An analysis based upon grammatical or syntactical constraints that attempts to decipher information contained in a document

Sentiment analysis

The use of natural language processing, computational linguistics, and text analytics to identify and extract subjective information in documents

Session

The duration of the time spent by a user between entering a query term, reviewing results and then closing down the application.

Snippet

The text that is presented to give a concise representation of the content of a search result sufficient for a user to assess its relevance to their query.
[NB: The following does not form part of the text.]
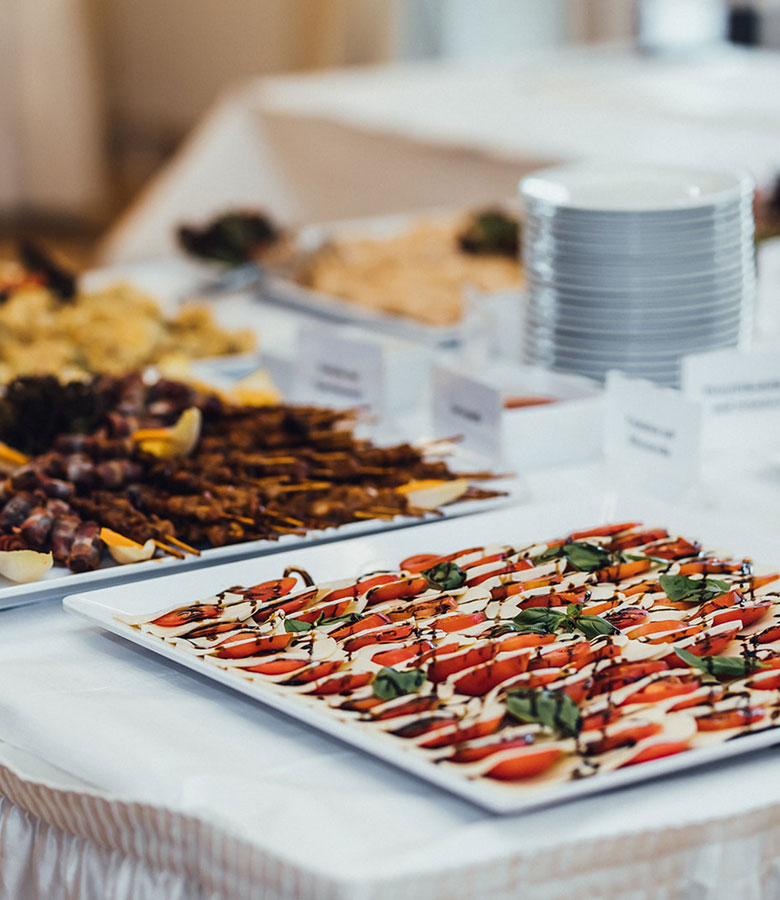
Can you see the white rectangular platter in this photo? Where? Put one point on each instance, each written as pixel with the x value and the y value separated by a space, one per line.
pixel 59 580
pixel 382 551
It may be generated by the author of the document, extracted from text associated with a specific index term or derived algorithmically from the text of the document

Soundex search

A search in which users receive results that are phonetically similar to their query

Spider

An automated process that presents documents to a data extraction or parsing engine by following links on web pages

See also Crawler

Stemming

A process based on a set of heuristic rules that identifies the root form of words contained thin a given document (e.g., run from running)

See also Lemmatization

Stop words

Words that are deemed to have no value in an index

See also Word exclusion

Stopping distance

The point in a search query session where the user decides that time and effort spent in examining further results is not going to result in additional relevant results

Structured data

Data that can be represented according to specific descriptive parameters—for example, rows and columns in a relational database, or hierarchical nodes in an XML document or fragment

Summarization

An automated process for producing a short summary of a document and presenting it in the list of results

Synonym expansion

Automatically expanding a search by adding synonyms of the query terms derived from a thesaurus

Syntactic analysis

An analysis capable of associating a word with its respective part of speech by determining its context in a given statement

Taxonomy

In respect to search, the broad categorization of objects (typically a tree structure of classifications for a given set of objects) in order to make them easier to retrieve and possibly sort

Term frequency

A quantity representing how often a term appears in a document

TF.IDF

The “term frequency.inverse document frequency formulation” gives a score that is  proportional to the number of times a word appears in the document offset by the frequency of the word in the collection of documents.

See also BM25

Thesaurus

A collection of words in a cross-reference system that refers to multiple taxonomies and provides a meta-classification, thereby facilitating document retrieval

Thumbnail

An HTML rendition of a page from a document in response (often through a mouse roll-over) to provide the user with additional information about the potential relevance of the result.

Tokenizing

The process of identifying the elements of a sentence, such as phrases, words, abbreviations, and symbols, prior to the creation of an index

Transformer

See BERT

Truncation

Removal of a prefix or suffix

Unstructured information

Information that is without document or data structure (i.e., cannot be effectively decomposed into constituent elements or chunks for atomic storage and management)

Vector space

A model that enables documents to be ranked for relevance against a query by comparing an algebraic expression of a set of documents with that of the query

Weight

The process of boosting index terms in specific areas of a document (for example the title) or on specific topics

Wildcard

A notation, generally an asterisk or question mark, that when used in a query, represents all possible characters (e.g., a search for boo* would return book, boom, boot, etc.)

Word exclusion

A list containing words that will not be indexed—this usually is comprised of words that are excessively common (e.g., a, an, the, etc.) See also Stop List

xAI

eXplainable AI is a set of machine learning techniques that produce more explainable models while maintaining a high level of learning performance and enable humans to understand, appropriately trust, and effectively use AI applications.